Ano passado, e eu já sentia saudades de uma solidão da qual eu fugi minha vida toda. Olhe só para mim: vou até o quarto e no espelho grande, na parede, vejo meu reflexo triste. Estou com uma camisola fina, e curta. Meus braços e pernas estão machucados. Os hematomas nos braços são tantos, que já não saio sem mangas compridas. Meu olho está roxo, assim como o canto da boca. Meus lábios meio inchados. Eu pareço um fantasma do que era há alguns anos atrás. O personagem de um mundo paralelo da foto de casamento.

Olhando para o espelho, viro a lata de cerveja e a deixo em cima da cama que, agora com a chuva, está toda molhada.

Não me incomodo em fechar as janelas, nem de fazer o jantar. Pego as malas, e começo a jogar minhas roupas dentro, sem nem dobrar. Os sapatos, as bijuterias, a maquiagem, os shampoos, a foto de minha mãe. Coloco apenas uma capa de chuva, amarela, que costumava ser de minha irmã. Coloco as botas e deixo todo o resto para trás.

Jogo as malas, no meu carro velho e, sem nem fechar as portas da casa, dirijo, rumo a qualquer lugar que não seja ali.

A chuva não pára, e se intensifica. Não demora muito e meu celular começa a tocar, sem parar. É ele. Não quero atender, não posso atender.

O celular agora ofusca o barulho maravilhoso da chuva, droga. Encosto o carro, não há ninguém na rua. Sei que é ele, querendo saber onde estou. “Não vou mais voltar” é o que eu digo, com um alívio tão grande que sinto meu corpo todo estremecer. Olha só você, sendo corajosa pela primeira vez na vida. Vamos, manda ele se foder, joga esse celular pela janela.

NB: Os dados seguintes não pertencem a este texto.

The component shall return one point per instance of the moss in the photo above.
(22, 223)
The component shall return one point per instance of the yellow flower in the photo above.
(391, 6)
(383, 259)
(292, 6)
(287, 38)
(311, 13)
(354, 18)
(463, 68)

Você não merece isso. Aquela foto lá é uma mentira.

Ele diz que me ama. “Não sei viver sem você, neguinha.” Ele faz uma voz de choro. Ele parece desolado. Eu o escuto fechando as janelas, enquanto respira fundo. Aposto que está desesperado. Lembro de minha mãe, já em seus últimos dias no hospital, sorrindo quando me via e depois, seu sorriso morreu quando viu um roxo em meu braço. “Um homem quando descobre que pode pisar em você, jamais sairá de cima e não vai te deixar partir.” Minha mãe morreu de cirrose. Dizia que não se arrependia, ela ria no hospital, brincando que o álcool e a solidão lhe deram mais que qualquer homem podia dar.

Eu também não sabia viver sem ele, eu admito, no telefone. Ouço sua voz ficar mais animada. “Vem pra casa, tudo vai ser diferente.” A chuva aumenta e eu dou uma risada. “Eu não sei viver sem você, mas eu quero aprender, eu juro.” Jogo o celular em uma poça d’água.

O temporal agora desaparece. Minha mãe parece estar ali comigo, seu perfume invade o carro e uma memória do seu abraço me envolve o corpo, cicatrizando feridas que eu nem sabia que tinha.